Playground
Test base and fine-tuned models interactively using Together AI serverless inference. Compare outputs side by side to evaluate the effect of fine-tuning.
Overview
The Playground is available at Dashboard → Playground and via two REST endpoints. It supports every serverless base model on Together AI plus any fine-tuned model you have created through a run.
Key capabilities:
- Single & compare mode — run one model or two side by side in the same prompt
- System prompt — optionally prepend a system message
- Temperature & max tokens — adjustable per request (0–2 temperature, 64–4 096 tokens)

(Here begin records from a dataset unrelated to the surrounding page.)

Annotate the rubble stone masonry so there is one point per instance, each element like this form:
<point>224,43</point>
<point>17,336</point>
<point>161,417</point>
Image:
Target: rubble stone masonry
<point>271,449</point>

- Latency & token metrics — every response displays wall-clock latency and prompt/completion token counts
Available Base Models
These models are available for serverless inference in the Playground. They are separate from the fine-tunable base models listed on the Overview page.

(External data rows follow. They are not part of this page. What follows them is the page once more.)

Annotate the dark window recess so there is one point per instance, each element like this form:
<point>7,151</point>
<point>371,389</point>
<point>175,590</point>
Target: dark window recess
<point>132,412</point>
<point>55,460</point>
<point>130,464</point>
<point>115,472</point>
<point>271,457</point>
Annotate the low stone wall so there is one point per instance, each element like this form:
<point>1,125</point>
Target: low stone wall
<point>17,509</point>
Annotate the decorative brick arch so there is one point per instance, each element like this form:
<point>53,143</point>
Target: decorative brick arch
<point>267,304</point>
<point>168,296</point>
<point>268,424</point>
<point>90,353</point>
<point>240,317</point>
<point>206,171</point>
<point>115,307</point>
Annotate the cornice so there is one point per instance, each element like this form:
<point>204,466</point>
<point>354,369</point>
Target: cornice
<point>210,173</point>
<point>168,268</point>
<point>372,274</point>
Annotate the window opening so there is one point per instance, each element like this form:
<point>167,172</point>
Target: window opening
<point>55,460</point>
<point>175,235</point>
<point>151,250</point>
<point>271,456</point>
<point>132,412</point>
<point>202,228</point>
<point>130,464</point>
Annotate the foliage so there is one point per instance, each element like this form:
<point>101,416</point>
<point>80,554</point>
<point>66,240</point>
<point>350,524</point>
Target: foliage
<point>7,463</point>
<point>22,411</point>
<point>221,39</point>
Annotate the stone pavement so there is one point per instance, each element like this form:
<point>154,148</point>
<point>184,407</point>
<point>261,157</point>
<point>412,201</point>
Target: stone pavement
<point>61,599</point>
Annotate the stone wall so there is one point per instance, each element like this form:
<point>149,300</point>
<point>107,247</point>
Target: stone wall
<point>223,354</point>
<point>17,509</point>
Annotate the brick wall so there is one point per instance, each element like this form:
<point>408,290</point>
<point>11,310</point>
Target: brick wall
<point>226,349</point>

| Model | Context Length |
|---|---|
meta-llama/Meta-Llama-3.1-8B-Instruct-Turbo | 131,072 |
meta-llama/Llama-3.3-70B-Instruct-Turbo | 131,072 |
meta-llama/Llama-4-Maverick-17B-128E-Instruct-FP8 | 1,048,576 |
Qwen/Qwen2.5-7B-Instruct-Turbo | 32,768 |
mistralai/Mixtral-8x7B-Instruct-v0.1 | 32,768 |
deepseek-ai/DeepSeek-V3.1 | 131,072 |
google/gemma-3n-E4B-it | 32,768 |
Fine-tuned models you create through runs also appear in the model selector and can be used via the API by passing their provider_model_id.
List Playground Models
GET /api/v1/playground/models
curl https://api.tunedtensor.com/v1/playground/models \
-H "Authorization: Bearer tt_your_api_key"Response:
{
"data": {
"base_models": [
{
"id": "meta-llama/Meta-Llama-3.1-8B-Instruct-Turbo",
"name": "Llama 3.1 8B Instruct Turbo",
"type": "base"
}
],
"fine_tuned_models": [
{
"id": "user/Llama-3.2-3B-Instruct-ft-abc123",
"name": "Llama-3.2-3B-Instruct-ft-abc123",
"type": "fine-tuned",
"base_model": "meta-llama/Llama-3.2-3B-Instruct"
}
]
}
}| Field | Description |
|---|---|
base_models | Together AI serverless models available for inference |
fine_tuned_models | Your fine-tuned models (includes base_model for reference) |
Run a Completion
POST /api/v1/playground/completions
curl -X POST https://api.tunedtensor.com/v1/playground/completions \
-H "Authorization: Bearer tt_your_api_key" \
-H "Content-Type: application/json" \
-d '{
"model": "meta-llama/Meta-Llama-3.1-8B-Instruct-Turbo",
"messages": [
{ "role": "system", "content": "You are a helpful assistant." },
{ "role": "user", "content": "Explain LoRA fine-tuning in one paragraph." }
],
"temperature": 0.7,
"max_tokens": 1024
}'Request Body
| Parameter | Type | Default | Description |
|---|---|---|---|
model | string | — | Model ID (base or fine-tuned). Required. |
messages | {role, content}[] | — | Chat messages. At least one required. Roles: system, user, assistant. |
temperature | number | 0.7 | Sampling temperature (0–2). |
max_tokens | integer | 1024 | Maximum tokens to generate (1–4 096). |
Response
{
"data": {
"content": "LoRA (Low-Rank Adaptation) is a parameter-efficient ...",
"latency_ms": 823,
"usage": {
"prompt_tokens": 28,
"completion_tokens": 156
}
}
}| Field | Description |
|---|---|
content | Generated text from the model |
latency_ms | Wall-clock inference time in milliseconds |
usage.prompt_tokens | Tokens consumed by the input prompt |
usage.completion_tokens | Tokens generated in the response |
Error Codes
| Status | Code | Meaning |
|---|---|---|
| 400 | validation_error | Invalid request body (missing model, empty messages, etc.) |
| 404 | model_not_found | Model is not a supported base model and not one of your fine-tuned models |
| 429 | rate_limited | Too many requests — retry after a short delay |
| 500 | inference_error | Upstream provider error |
Comparing Base vs Fine-Tuned
A common workflow is to compare a base model against your fine-tuned version to verify that fine-tuning improved behaviour:
- Open the Playground and enable Compare mode
- Select the base model (e.g.
meta-llama/Meta-Llama-3.1-8B-Instruct-Turbo) in Model A - Select your fine-tuned model in Model B
- Enter a system prompt and user message from your behaviour spec
- Click Run — both models run in parallel and responses appear side by side with latency and token metrics
Via the API, make two separate POST /api/v1/playground/completions calls with the same messages but different model values.